Deuxième front : le sel
Les seuils de l’OMS, encore et toujours dépassés. En Thaïlande, l'apport quotidien moyen en sodium atteint 3.650 mg, soit près du double de la limite de 2.000 mg recommandée. Les coupables sont connus et les nouilles instantanées sont en tête, avec une contribution moyenne de 971 mg de sodium par jour, suivies des conserves prêtes à consommer et des assaisonnements de table. Autrement dit, le sel caché, celui qu'on ne voit pas mais qu'on absorbe malgré nous à chaque repas, est devenu un problème de santé publique sérieux. Les conséquences sont documentées : hypertension, maladies cardiovasculaires ou encore insuffisance rénale chronique. Le budget consacré aux dialyses (machine qui filtre le sang quand les reins ne le font plus) et aux soins associés atteint 17 milliards de bahts pour 2025. C’est un record dont les autorité se seraient bien passées et qui dépasse largement les prévisions initiales du ministère de la Santé. Si rien ne change, le nombre de patients nécessitant ce type de traitement pourrait être multiplié par quatre, voire cinq, d'ici dix ans. Les autorités sanitaires ont donc sorti leur réponse : une taxe sur le sel envisagée, un objectif de réduction de 30% de la consommation de sodium d'ici fin 2026 annoncé.
Cerise sur le gâteau : les conseils américains
Pour ne rien arranger, les nouvelles directives américaines pour 2026 ont été publiées.
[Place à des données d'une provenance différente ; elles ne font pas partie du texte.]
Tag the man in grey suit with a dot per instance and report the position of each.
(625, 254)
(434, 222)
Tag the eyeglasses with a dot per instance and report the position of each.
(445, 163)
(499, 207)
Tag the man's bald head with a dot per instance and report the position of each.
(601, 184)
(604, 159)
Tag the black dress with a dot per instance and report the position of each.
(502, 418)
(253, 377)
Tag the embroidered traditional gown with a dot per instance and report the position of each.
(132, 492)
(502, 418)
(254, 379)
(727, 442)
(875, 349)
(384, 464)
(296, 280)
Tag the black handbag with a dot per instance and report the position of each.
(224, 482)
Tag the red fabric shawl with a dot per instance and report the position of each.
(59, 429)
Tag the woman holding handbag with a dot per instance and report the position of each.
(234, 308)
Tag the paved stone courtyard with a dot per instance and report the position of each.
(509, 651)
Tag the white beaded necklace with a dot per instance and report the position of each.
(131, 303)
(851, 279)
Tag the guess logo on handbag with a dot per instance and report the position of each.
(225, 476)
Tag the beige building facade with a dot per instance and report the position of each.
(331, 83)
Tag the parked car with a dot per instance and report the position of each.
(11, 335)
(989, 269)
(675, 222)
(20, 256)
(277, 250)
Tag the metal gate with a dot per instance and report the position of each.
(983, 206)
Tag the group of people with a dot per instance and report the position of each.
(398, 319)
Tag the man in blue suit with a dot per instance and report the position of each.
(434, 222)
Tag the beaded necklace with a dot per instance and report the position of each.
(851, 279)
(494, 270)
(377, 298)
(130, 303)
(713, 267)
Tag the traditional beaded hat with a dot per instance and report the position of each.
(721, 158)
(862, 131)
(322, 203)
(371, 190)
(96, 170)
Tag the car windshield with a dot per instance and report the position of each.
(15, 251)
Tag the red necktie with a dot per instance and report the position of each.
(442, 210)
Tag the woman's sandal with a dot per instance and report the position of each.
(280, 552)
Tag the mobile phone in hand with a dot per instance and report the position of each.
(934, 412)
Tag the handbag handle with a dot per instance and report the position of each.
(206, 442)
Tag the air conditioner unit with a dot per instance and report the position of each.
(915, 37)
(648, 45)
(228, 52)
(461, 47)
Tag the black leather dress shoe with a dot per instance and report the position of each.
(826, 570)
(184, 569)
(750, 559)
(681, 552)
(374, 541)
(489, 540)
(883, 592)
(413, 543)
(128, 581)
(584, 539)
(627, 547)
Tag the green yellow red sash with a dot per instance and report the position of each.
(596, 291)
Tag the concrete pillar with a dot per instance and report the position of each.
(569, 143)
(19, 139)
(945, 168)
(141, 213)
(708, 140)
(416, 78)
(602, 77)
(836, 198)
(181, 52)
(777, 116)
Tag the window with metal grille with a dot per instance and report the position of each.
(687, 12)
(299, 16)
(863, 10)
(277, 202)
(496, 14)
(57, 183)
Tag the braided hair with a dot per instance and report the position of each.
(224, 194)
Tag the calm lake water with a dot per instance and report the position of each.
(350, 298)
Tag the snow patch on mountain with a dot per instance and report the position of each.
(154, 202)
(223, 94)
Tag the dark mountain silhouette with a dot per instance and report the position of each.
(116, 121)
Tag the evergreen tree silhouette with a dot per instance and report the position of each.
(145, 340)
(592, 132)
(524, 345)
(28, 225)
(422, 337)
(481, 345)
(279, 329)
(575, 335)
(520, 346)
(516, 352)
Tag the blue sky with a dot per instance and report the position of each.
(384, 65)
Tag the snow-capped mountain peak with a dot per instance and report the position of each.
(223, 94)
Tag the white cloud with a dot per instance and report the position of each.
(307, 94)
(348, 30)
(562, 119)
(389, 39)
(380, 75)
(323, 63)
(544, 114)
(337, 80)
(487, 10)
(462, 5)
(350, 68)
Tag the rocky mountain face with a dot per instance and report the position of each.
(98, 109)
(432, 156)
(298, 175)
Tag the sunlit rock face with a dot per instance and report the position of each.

Surnommées la « pyramide inversée », ce régime conseil de manger en priorité de la viande rouge, du beurre et des fromages gras. Soit environ deux fois les standards de l'OMS en quantité ingérée de protéines animales. Le Bureau de la Nutrition thaïlandais a promptement mis en garde ses citoyens contre les risques cardiaques et rénaux d'un tel régime, leur conseillant de s'en tenir au vertueux « Drapeau nutritionnel » local, qui prône légumes, céréales et protéines maigres. Du point de vue de la santé, la critique est fondée. Un régime saturé en graisses animales est effectivement mauvais pour la santé cardiovasculaire. Cette critique aurait simplement plus de poids si elle venait d'un pays dont les habitants n'avalaient pas quatre fois la dose maximale de sucre recommandée avant le déjeuner.